There was Tanya, who prefers to be called Tan, a body builder born as a female but who had always felt like a male – and definitely looked the part. His body, built by sweat and hard work at the gym, was all muscle. Tan was anxious to move forward with having “her” breasts removed.
There was Michelle, once a cross dressing man who was happily married with two children, but now completely female. His wife wanted to keep their family together and still loved him now as a woman so she stuck by Michelle. Neither consider themselves lesbians, but their marriage is indeed unique.
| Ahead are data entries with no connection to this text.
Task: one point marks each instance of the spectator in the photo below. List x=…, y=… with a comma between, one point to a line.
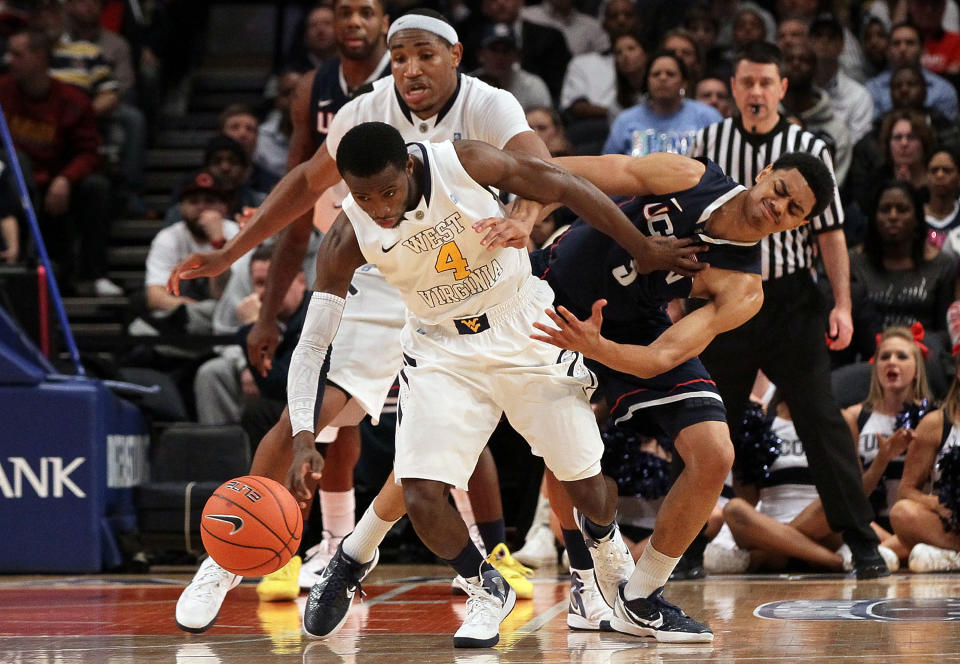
x=685, y=46
x=942, y=210
x=941, y=48
x=499, y=59
x=741, y=146
x=792, y=31
x=919, y=518
x=53, y=126
x=851, y=57
x=850, y=99
x=83, y=24
x=905, y=49
x=583, y=32
x=589, y=91
x=273, y=136
x=630, y=61
x=82, y=62
x=202, y=226
x=703, y=27
x=225, y=383
x=546, y=122
x=666, y=121
x=318, y=43
x=543, y=50
x=714, y=92
x=226, y=159
x=813, y=106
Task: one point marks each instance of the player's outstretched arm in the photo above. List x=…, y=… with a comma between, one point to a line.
x=337, y=259
x=291, y=198
x=546, y=183
x=737, y=298
x=622, y=175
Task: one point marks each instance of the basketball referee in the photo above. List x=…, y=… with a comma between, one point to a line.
x=786, y=338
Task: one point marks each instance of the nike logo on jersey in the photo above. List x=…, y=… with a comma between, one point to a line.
x=235, y=521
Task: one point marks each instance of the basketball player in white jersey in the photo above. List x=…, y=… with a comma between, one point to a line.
x=425, y=99
x=467, y=355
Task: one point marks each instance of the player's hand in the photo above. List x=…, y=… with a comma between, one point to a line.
x=572, y=333
x=262, y=342
x=305, y=470
x=669, y=254
x=841, y=329
x=196, y=265
x=504, y=232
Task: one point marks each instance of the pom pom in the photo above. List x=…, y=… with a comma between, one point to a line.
x=911, y=415
x=947, y=488
x=756, y=447
x=637, y=473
And there was Hailey, who was originally born Harry, but always identified as a girly girl. Loves pink, and even said “I’m not a boy” in school to her friends. Her parents chose to let Harry be Hailey and raise their “son” as a girl if that is what made him happy. Hailey is only six years old (pictured). Click on the photo to watch her parents on the show and learn about the difficult choice they had to make.
Sure, a six year old can easily cross dress and present themselves as a little girl. But as Lisa suggested on the show, what happens when Hailey grows up and puberty starts. Will she choose to do nothing? Is this just a phase? Or will she possibly want to continue with hormone treatments or even surgery? No matter what, her parents were going to be there for her.
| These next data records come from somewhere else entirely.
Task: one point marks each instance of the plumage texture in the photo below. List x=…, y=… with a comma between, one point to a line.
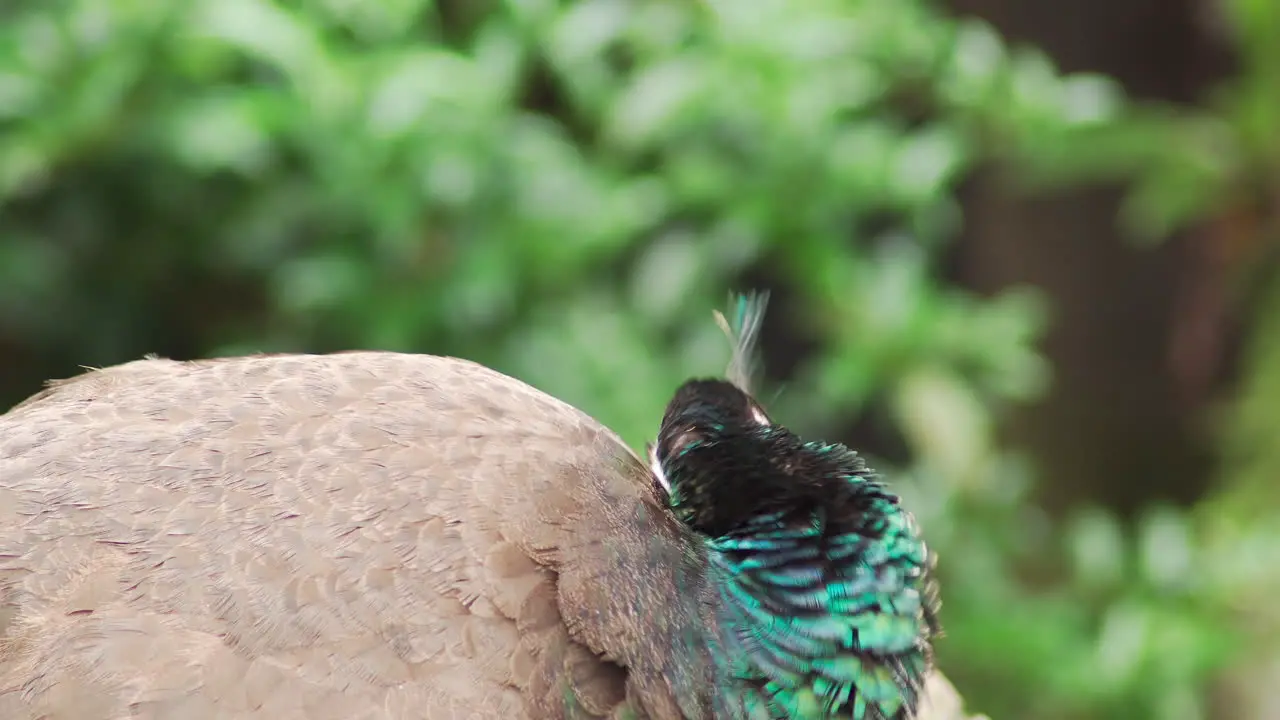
x=353, y=536
x=822, y=578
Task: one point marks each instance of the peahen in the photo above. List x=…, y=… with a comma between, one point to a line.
x=385, y=536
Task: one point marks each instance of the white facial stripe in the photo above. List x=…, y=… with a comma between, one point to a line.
x=656, y=468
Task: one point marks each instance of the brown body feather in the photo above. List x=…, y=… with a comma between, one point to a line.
x=355, y=536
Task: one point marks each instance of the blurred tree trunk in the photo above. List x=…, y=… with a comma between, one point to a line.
x=1116, y=425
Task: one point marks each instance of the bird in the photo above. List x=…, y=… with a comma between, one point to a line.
x=376, y=536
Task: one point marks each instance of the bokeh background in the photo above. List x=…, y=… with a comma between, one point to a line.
x=1022, y=253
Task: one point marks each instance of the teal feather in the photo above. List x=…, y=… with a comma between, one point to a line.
x=819, y=589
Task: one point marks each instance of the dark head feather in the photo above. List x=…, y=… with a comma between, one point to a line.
x=822, y=580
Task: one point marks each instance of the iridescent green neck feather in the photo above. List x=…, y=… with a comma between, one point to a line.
x=819, y=579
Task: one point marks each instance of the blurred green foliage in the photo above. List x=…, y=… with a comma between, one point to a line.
x=565, y=190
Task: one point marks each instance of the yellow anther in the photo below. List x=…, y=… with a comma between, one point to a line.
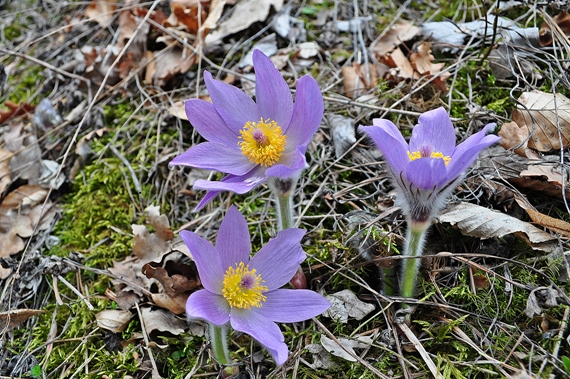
x=243, y=288
x=262, y=142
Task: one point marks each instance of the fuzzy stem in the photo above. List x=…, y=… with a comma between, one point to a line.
x=284, y=211
x=219, y=342
x=414, y=246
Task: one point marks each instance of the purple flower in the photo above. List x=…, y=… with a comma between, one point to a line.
x=252, y=141
x=246, y=292
x=426, y=170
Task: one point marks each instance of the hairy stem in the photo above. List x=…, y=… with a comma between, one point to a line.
x=219, y=342
x=285, y=215
x=414, y=246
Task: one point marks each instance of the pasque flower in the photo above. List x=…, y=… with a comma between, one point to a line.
x=246, y=292
x=425, y=172
x=427, y=169
x=252, y=141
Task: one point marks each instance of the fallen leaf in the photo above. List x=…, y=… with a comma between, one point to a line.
x=551, y=127
x=13, y=319
x=267, y=45
x=101, y=11
x=189, y=15
x=359, y=78
x=45, y=116
x=164, y=65
x=402, y=68
x=178, y=110
x=349, y=344
x=477, y=221
x=513, y=136
x=5, y=178
x=345, y=304
x=113, y=320
x=422, y=62
x=25, y=164
x=556, y=225
x=322, y=359
x=389, y=39
x=245, y=13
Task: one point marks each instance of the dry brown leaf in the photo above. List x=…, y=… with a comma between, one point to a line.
x=513, y=135
x=25, y=164
x=398, y=61
x=359, y=78
x=400, y=32
x=13, y=319
x=178, y=110
x=422, y=61
x=131, y=283
x=476, y=221
x=167, y=64
x=162, y=320
x=562, y=20
x=114, y=320
x=176, y=305
x=187, y=15
x=101, y=11
x=245, y=13
x=548, y=114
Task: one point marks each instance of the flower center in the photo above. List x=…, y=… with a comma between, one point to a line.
x=243, y=288
x=425, y=152
x=262, y=142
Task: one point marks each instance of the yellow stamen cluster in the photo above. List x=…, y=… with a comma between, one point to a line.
x=416, y=154
x=262, y=142
x=242, y=287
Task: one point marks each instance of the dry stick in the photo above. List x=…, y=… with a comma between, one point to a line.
x=87, y=112
x=355, y=356
x=465, y=338
x=419, y=347
x=46, y=65
x=155, y=373
x=563, y=326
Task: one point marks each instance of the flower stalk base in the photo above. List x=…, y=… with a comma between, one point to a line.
x=283, y=190
x=415, y=240
x=219, y=342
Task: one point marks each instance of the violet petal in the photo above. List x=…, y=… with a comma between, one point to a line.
x=426, y=173
x=238, y=184
x=278, y=260
x=206, y=120
x=271, y=91
x=289, y=165
x=233, y=105
x=434, y=129
x=263, y=330
x=463, y=158
x=307, y=113
x=287, y=305
x=390, y=141
x=208, y=306
x=233, y=244
x=207, y=261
What’s important to know here is that these transgendered Americans don’t identify as gay. Tan went to see his long time girlfriend on the show, hoping to rekindle their relationship. It’s easy to ridicule these people because we might not understand, or we don’t want to learn about or accept that a person is very different on the inside than who we might be on the outside.
As a gay man, I related to this story because growing up in grade school, I knew I was different from the other kids. I denied it every time someone called me a “faggot.” I wasn’t secure enough in being who I was. You might say I was probably too young to know. I needed to grow and learn before I could define myself. My sexuality is more socially accepted now that I’m older, but it’s not something I wear on my sleeve. I don’t have to face someone everyday asking me if I’m gay for the sake of a laugh either. Grade school and Junior High is tough. Kids are killing themselves these days because of bullying. Can’t say there weren’t days back then when I wished I were dead.
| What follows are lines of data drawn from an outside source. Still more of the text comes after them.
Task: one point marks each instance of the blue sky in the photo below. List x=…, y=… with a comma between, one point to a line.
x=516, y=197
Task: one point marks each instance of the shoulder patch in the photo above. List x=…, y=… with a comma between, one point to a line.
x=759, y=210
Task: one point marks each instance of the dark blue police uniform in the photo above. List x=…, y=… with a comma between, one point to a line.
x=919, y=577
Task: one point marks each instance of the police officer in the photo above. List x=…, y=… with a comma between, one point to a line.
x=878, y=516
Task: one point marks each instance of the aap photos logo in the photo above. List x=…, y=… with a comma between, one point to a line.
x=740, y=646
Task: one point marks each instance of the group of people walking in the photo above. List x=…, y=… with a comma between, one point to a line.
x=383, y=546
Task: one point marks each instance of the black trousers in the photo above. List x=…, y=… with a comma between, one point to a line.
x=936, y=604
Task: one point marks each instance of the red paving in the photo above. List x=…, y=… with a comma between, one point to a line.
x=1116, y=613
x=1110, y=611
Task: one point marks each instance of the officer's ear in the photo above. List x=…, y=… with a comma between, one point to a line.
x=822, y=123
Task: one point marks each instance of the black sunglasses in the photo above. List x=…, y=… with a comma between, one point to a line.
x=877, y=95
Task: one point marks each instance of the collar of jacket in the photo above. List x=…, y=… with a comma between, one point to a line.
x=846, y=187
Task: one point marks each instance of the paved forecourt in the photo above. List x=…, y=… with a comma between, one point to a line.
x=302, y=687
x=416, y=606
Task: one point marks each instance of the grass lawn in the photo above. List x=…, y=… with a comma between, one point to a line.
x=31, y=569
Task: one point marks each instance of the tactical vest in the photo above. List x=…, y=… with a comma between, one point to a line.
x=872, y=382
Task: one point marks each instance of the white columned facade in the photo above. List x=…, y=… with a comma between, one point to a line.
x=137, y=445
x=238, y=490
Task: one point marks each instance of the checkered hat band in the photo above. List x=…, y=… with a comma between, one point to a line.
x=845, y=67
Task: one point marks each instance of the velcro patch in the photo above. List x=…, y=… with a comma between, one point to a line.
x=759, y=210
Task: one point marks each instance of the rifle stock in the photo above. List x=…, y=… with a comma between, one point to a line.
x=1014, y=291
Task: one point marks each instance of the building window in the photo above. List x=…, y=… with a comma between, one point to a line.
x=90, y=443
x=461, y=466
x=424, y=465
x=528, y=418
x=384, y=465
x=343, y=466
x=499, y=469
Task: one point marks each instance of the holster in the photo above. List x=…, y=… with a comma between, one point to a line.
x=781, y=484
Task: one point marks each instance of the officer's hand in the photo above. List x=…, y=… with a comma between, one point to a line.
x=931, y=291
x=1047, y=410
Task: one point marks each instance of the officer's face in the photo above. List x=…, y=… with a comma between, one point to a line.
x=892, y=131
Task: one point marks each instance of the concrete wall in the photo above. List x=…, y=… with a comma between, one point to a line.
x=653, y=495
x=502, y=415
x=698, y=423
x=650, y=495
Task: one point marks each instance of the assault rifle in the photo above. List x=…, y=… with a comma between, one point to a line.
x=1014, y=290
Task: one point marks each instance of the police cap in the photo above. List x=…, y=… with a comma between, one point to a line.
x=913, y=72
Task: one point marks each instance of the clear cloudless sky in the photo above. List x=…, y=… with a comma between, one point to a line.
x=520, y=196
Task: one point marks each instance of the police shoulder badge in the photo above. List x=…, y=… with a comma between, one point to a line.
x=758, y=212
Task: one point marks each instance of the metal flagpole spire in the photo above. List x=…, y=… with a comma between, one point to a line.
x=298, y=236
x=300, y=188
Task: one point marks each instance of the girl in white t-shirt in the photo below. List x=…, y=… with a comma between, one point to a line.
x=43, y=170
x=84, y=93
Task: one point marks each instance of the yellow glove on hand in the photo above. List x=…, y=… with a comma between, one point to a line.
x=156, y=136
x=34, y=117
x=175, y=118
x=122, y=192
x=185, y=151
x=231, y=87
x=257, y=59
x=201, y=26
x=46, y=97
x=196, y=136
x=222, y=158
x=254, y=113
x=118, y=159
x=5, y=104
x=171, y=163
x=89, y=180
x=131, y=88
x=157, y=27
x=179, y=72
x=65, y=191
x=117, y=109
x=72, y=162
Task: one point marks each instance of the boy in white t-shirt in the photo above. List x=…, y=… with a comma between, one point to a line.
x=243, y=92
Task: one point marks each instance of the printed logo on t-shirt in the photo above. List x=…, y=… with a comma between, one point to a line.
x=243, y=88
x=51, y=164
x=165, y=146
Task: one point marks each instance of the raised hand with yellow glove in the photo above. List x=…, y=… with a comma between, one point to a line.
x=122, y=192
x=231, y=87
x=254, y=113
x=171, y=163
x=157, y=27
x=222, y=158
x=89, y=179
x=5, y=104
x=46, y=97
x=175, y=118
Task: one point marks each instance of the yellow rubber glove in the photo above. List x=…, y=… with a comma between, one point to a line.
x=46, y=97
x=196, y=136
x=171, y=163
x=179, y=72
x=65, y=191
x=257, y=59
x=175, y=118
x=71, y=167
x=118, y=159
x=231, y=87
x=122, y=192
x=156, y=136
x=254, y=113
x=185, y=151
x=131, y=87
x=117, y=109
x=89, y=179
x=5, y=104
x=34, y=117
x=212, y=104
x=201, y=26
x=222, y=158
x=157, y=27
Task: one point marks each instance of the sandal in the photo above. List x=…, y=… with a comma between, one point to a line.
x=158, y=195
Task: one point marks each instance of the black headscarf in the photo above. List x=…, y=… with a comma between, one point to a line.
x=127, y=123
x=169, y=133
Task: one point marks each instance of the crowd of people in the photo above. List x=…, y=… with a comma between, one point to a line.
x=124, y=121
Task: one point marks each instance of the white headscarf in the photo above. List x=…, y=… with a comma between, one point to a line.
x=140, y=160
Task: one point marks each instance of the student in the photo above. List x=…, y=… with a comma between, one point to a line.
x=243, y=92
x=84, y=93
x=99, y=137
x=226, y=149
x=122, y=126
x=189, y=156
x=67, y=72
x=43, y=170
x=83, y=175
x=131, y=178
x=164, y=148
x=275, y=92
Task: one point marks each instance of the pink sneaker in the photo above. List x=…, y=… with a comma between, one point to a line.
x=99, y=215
My heart and love go out to Hailey. What a brave little girl! I could only wish that I had been that happy with myself back then, not worrying about the consequences for just being me. I can’t change that, or how fucked up my childhood was thanks to the taunts from my peers. But I can applaud someone like Hailey for being herself, even at six years old. Might she change her mind when she gets older? It’s possible. But right now, today, she’s Hailey. And she knows who she is.
Who are you? Who were you back then? Are you the same person – inside and out? Are you Nobody? Don’t worry. Sometimes I still feel like I’m Nobody too.